É triste perceber que não consigo passar dos primeiros parágrafos pois eu me bloqueei completamente para sentir qualquer coisa. Ontem a noite, na penumbra do quase sono, lembrei tanto do que sonhei e acabou que foi um suspiro perceber que eu ainda sinto, nem que seja só dor. Fico tão desconfiada desse meu confinamento voluntário que qualquer sinal de qualquer coisa vira um alerta. Me pergunto se isso é coisa da idade - e concluo que não, pois aos 20 Patti Smith se mudou sozinha pra Nova York. Talvez sejam meus traumas, o que também não faz sentido porque não vivi o suficiente para ter traumas tão complexos. E concluo que é: Deus.

          E.P.O.C.H

A vingança divina finalmente se fez presente e não posso deixar de admitir que me sinto leve. Agora, finalmente, eu e Deus estamos quites e ele não tem mais nada a tirar de mim, já que tirou tudo o que eu tenho: meu coração e minhas palavras. Cada vez mais me murcho como o girassol que busca a luz debaixo da terra e, cada vez mais, as metáforas me fogem como se elas não me pertencessem. Vai ver, elas nunca me pertenceram mesmo e eu que sou soberba o suficiente para acreditar que algo me foi tirado. Eu nunca tive nada. Eu tinha esperança, mas isso ainda tenho. Não tenho visão, nem ambição, nem amo nada o suficiente para depositar minhas mais profundas poesias - que não, não escrevi. Mas tenho amianto, e tenho plantas e uma roupa de cama nova que parece me abraçar no fim do dia. A luta parece eterna e só existir me cansa.

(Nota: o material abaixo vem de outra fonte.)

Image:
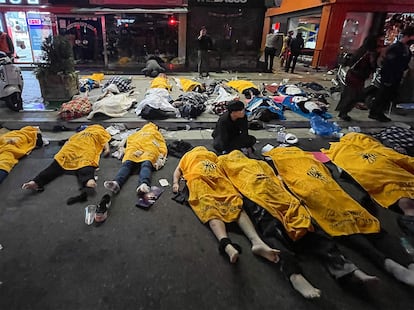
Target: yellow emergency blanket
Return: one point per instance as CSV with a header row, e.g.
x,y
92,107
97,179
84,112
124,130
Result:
x,y
161,82
241,85
257,181
212,196
384,173
188,85
97,76
330,206
83,148
145,144
15,144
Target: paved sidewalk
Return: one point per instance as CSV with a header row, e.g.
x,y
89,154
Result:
x,y
36,113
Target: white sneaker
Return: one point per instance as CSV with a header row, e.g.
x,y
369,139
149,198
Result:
x,y
143,188
112,186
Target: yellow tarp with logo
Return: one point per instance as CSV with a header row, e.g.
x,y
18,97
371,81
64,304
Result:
x,y
83,148
336,212
212,195
257,181
15,144
145,144
384,173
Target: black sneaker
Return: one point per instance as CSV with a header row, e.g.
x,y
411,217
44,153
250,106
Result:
x,y
379,117
345,117
102,210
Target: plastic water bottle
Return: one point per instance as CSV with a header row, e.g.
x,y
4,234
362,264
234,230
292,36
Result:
x,y
281,135
406,243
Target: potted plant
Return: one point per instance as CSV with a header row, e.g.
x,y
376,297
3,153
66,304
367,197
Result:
x,y
56,74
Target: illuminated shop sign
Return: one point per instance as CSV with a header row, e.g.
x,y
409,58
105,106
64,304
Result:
x,y
20,2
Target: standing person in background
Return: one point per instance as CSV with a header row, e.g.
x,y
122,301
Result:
x,y
205,44
396,60
6,44
231,131
271,46
284,53
363,65
295,47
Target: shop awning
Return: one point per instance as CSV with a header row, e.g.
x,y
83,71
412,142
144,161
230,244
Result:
x,y
102,11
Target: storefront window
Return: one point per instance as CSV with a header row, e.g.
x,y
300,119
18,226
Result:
x,y
131,38
308,26
85,36
394,24
355,29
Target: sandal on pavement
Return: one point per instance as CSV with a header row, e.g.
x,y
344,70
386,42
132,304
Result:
x,y
102,210
225,242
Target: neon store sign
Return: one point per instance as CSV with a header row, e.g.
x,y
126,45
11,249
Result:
x,y
20,2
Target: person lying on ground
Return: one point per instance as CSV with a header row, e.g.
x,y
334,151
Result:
x,y
161,81
145,151
231,131
80,155
16,144
311,181
154,66
215,201
262,189
368,162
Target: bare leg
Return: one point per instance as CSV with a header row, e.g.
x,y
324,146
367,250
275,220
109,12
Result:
x,y
302,285
91,183
219,230
363,277
258,246
407,206
30,185
401,273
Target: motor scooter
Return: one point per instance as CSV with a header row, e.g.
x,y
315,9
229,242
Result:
x,y
371,87
11,83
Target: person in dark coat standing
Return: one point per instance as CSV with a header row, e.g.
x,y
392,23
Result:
x,y
205,45
296,46
396,60
6,44
364,63
231,132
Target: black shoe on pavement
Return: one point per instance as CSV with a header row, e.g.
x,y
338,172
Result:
x,y
379,117
345,117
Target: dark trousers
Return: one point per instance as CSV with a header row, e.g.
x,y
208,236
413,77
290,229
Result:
x,y
203,65
384,96
377,247
293,58
54,170
236,143
349,97
270,53
128,167
317,244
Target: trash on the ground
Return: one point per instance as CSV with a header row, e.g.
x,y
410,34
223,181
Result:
x,y
90,214
354,129
164,182
267,148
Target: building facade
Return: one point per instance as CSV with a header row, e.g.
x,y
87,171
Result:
x,y
104,33
330,27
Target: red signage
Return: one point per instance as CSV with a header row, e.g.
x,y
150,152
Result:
x,y
137,2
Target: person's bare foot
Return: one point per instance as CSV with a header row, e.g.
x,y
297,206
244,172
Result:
x,y
365,278
302,285
267,252
405,275
406,205
91,183
232,253
30,185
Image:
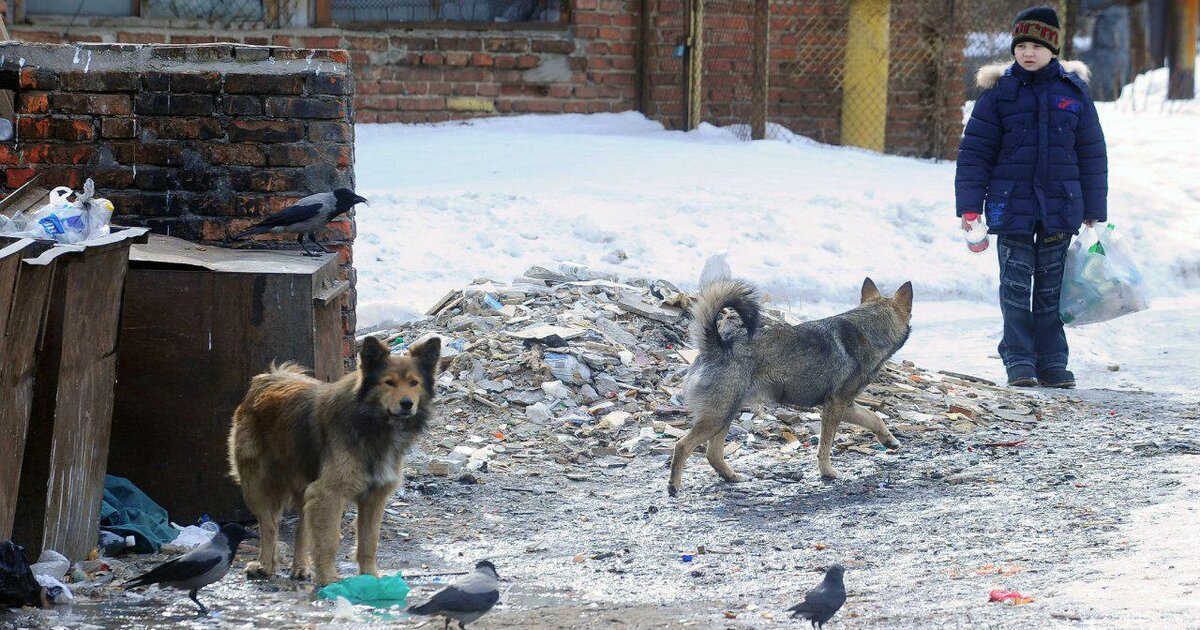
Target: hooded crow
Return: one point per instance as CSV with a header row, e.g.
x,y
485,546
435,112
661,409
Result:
x,y
467,599
823,601
198,568
307,216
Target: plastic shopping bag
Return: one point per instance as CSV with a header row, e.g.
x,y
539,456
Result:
x,y
1101,281
63,219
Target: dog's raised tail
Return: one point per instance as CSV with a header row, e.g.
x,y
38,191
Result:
x,y
713,299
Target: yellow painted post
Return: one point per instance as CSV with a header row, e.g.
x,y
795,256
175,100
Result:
x,y
864,93
695,64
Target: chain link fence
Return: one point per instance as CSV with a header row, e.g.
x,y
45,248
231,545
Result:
x,y
883,75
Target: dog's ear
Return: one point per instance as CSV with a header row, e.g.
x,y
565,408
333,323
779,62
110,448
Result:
x,y
903,299
869,291
426,355
373,354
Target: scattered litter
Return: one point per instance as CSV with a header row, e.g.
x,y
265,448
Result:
x,y
1008,597
381,592
55,592
51,563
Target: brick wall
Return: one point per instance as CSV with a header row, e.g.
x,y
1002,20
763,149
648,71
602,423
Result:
x,y
592,64
436,75
198,142
804,93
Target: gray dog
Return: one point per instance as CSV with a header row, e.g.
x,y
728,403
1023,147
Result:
x,y
823,363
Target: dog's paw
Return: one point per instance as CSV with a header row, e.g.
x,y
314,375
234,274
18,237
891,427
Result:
x,y
300,574
323,579
255,570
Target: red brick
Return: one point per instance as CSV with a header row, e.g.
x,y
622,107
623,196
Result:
x,y
167,154
39,79
33,102
59,154
366,43
552,46
322,42
9,155
16,178
469,45
100,82
265,131
264,84
109,105
313,107
330,132
514,45
240,154
184,129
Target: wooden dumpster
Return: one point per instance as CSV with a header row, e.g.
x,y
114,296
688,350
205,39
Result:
x,y
198,323
27,274
66,448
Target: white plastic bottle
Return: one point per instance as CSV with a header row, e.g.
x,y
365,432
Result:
x,y
976,233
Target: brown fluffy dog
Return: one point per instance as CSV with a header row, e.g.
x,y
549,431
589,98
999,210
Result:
x,y
311,445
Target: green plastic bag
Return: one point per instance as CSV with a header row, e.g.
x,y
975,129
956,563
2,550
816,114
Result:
x,y
1101,281
367,589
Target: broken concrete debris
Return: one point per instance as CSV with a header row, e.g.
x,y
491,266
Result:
x,y
577,367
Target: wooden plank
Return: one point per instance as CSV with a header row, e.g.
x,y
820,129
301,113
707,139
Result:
x,y
24,289
1181,57
645,31
761,69
66,449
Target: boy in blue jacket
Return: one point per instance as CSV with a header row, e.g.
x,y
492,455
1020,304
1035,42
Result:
x,y
1033,161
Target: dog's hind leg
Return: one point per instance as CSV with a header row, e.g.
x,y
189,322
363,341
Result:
x,y
715,454
268,513
709,427
323,509
301,564
867,419
370,517
832,414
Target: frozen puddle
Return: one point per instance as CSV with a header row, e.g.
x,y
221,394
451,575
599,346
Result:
x,y
1157,582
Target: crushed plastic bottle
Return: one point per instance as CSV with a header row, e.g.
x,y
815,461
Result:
x,y
977,233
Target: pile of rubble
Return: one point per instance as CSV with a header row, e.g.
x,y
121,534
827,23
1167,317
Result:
x,y
582,367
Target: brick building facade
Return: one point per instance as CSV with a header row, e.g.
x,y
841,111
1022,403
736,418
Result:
x,y
605,55
197,142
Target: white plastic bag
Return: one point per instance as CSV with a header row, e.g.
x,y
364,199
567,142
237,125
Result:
x,y
60,219
64,220
1101,281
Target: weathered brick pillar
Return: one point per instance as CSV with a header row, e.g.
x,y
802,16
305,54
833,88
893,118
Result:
x,y
197,142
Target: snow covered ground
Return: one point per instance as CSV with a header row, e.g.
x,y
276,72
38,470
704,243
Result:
x,y
455,202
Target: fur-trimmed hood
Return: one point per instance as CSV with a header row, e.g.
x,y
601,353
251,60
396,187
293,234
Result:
x,y
989,76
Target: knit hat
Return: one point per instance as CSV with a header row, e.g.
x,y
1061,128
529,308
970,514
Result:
x,y
1038,24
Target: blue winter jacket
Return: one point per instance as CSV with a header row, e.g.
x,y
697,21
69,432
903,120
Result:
x,y
1033,151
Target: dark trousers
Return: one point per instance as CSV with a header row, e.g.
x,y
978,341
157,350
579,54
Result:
x,y
1030,285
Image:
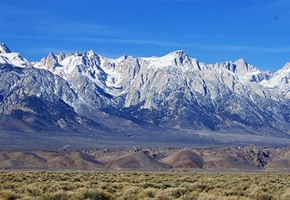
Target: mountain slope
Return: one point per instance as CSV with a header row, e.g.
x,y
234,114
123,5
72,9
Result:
x,y
84,91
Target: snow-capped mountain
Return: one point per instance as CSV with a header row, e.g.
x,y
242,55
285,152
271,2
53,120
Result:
x,y
170,92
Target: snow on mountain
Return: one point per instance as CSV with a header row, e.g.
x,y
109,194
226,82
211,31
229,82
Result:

É engraçado escrever e sentir raiva a cada palavra que digito. Sinto raiva do que penso e ainda mais de como isso é transformado em textos, em livros, em crônicas. É que se cada parte minha estivesse me puxando para um lado complexo da minha personalidade e eu nunca entendi muito bem como isso funciona. Gostava mais de quando eu me admirava e me sentia bem compartilhando meus sentimentos pro mundo. E agora eu sinto o quê, medo? Medo de ser vulnerável, de admitir que estou péssima, que a cada dia que passa sinto mais vontade de desistir? Percebi que ser adulto é assumir uma parte sua que te torna deplorável: meu ex-namorado virou fumante, grande parte dos meus parentes são alcoólatras, eu mesma estou viciada em remédios. O que me dói é pensar que isso nunca vai acabar porque depois de adulto, a gente morre.

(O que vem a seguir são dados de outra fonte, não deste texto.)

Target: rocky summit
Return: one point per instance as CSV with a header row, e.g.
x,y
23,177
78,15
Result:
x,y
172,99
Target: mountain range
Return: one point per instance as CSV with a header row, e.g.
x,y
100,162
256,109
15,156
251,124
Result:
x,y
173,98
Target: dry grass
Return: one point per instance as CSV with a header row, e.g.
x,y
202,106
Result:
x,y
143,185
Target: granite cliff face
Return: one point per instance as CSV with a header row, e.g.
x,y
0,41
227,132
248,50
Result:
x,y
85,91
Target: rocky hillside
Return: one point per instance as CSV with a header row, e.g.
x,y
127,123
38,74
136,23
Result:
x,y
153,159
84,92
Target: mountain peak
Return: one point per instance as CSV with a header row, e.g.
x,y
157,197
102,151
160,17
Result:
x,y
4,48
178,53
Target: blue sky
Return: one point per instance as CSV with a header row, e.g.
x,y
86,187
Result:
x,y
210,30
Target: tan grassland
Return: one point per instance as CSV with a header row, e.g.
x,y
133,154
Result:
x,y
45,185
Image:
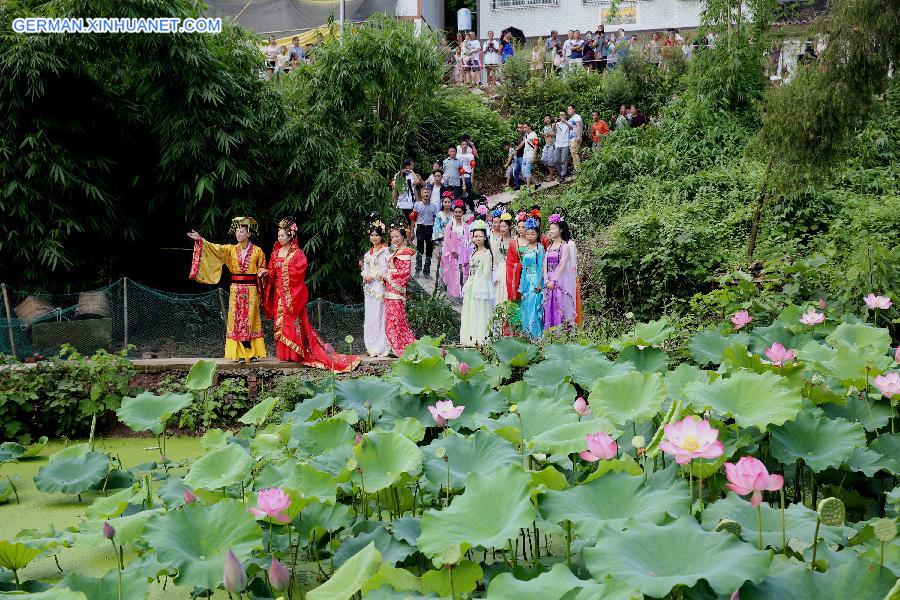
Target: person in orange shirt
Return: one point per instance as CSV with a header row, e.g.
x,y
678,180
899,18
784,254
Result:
x,y
598,131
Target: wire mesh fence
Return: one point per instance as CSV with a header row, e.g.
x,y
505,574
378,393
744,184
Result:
x,y
156,323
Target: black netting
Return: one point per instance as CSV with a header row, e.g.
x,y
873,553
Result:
x,y
158,324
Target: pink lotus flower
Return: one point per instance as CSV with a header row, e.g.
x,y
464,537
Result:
x,y
779,355
271,502
741,319
749,475
279,578
600,447
443,411
234,575
873,301
811,317
581,407
888,384
689,439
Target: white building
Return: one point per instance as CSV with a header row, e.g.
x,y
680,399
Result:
x,y
538,17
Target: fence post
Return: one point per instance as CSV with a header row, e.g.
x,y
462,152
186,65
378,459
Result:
x,y
125,308
12,338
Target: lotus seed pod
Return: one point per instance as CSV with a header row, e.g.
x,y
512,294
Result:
x,y
732,527
885,529
831,512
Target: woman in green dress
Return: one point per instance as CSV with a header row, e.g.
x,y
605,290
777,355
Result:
x,y
478,291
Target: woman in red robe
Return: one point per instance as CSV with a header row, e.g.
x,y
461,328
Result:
x,y
396,327
285,298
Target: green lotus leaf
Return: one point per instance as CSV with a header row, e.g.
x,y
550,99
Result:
x,y
392,550
569,438
308,483
482,452
195,539
632,396
648,360
466,576
821,442
410,428
349,577
383,457
547,374
114,505
220,468
54,593
860,336
201,376
616,500
791,580
72,475
707,346
134,586
356,393
655,559
871,415
259,413
865,460
587,369
799,521
477,518
422,375
557,583
149,412
34,449
514,352
479,398
16,555
11,451
753,399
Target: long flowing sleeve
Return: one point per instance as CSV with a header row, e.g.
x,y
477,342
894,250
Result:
x,y
208,260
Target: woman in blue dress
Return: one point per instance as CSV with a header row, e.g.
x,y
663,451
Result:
x,y
531,282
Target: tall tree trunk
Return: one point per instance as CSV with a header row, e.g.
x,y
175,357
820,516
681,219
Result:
x,y
760,200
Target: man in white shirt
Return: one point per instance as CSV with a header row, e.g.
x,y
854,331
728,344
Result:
x,y
563,129
531,144
577,132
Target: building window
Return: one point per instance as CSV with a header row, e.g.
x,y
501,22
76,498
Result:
x,y
505,4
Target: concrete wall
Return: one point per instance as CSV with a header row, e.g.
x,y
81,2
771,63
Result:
x,y
537,20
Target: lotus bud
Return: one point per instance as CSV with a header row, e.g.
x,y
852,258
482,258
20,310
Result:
x,y
885,529
234,576
279,578
732,527
831,512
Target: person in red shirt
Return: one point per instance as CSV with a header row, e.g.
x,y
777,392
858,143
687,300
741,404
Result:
x,y
598,131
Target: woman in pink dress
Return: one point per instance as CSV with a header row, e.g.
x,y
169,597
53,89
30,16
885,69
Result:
x,y
396,327
456,252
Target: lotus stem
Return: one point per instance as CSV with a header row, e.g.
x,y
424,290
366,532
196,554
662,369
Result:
x,y
783,537
812,565
759,526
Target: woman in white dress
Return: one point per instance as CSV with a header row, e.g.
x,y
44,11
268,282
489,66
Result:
x,y
374,268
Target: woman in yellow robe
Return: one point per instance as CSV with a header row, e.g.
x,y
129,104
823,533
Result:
x,y
246,262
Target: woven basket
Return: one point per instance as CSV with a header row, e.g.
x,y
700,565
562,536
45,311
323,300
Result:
x,y
92,304
32,308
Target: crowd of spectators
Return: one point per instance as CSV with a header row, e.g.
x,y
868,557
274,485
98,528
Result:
x,y
477,63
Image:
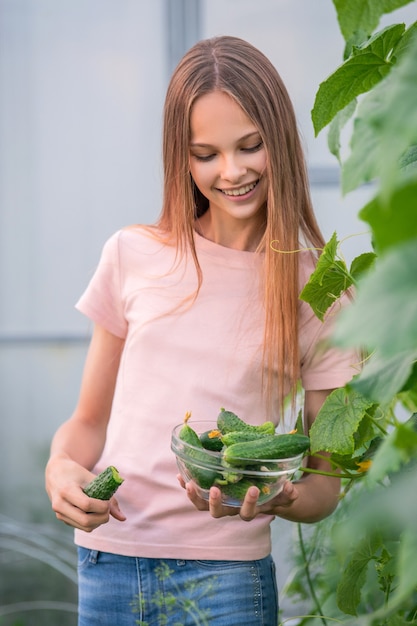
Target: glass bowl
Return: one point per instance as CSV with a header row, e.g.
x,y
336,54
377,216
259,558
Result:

Ainda me faltam muitos pensamentos avulsos para escrever sobre e eu não consigo organizar porque as gavetas estão todas trancadas. Em 2015 escrevi um poema que apontava a forma com que eu me guardo e, ironicamente, o poema se chama gavetas mesmo. Acontece que naquela época eu era a personificação da exposição em massa e amava ser quem eu era. Amava falar alto e amava pensar que várias pessoas estavam me lendo, simultaneamente, e pensando como eu conseguia espremer bem a sintonia adolescente. Analogamente, hoje, mais do que nunca, me tranquei. Poucas pessoas - e isso pode ser, literalmente, contados nos dedos - sabem os demônios que guardo. E agora vocês: vocês que estão lendo esse texto (que espero que não sejam muitos) sabem um pedaço dourado desse palito velho e mastigado que sou. Sabem que, por mais que eu não escreva muito sobre as minhas dores, vocês sabem que estou tentando, primeiramente, acessa-las.

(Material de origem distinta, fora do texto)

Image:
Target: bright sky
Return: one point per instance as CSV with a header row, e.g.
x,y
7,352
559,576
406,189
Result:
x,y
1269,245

Sei, por fim, que a tendência da curva é sempre diminuir. Hora ou outra, a gente enfrenta o monstro que nos faz sonhar por oito ou nove horas sem parar e, depois, enfrenta o monstro que não deixa a gente dormir. E esse é o ciclo. Por enquanto, o que me resta é, veja bem, manter a fé de que esses dois últimos anos: ou serão esquecidos ou serão lembrados o suficiente para não se repetirem. De agora em diante - digo isso mas a verdade é que não tenho plano algum -, pretendo ser um pouco menos minimalista e deixar os fones se molharem sempre que for preciso.

Uma parte minha que vocês não conhecem talvez seja essa: escrever nunca foi minha primeira opção.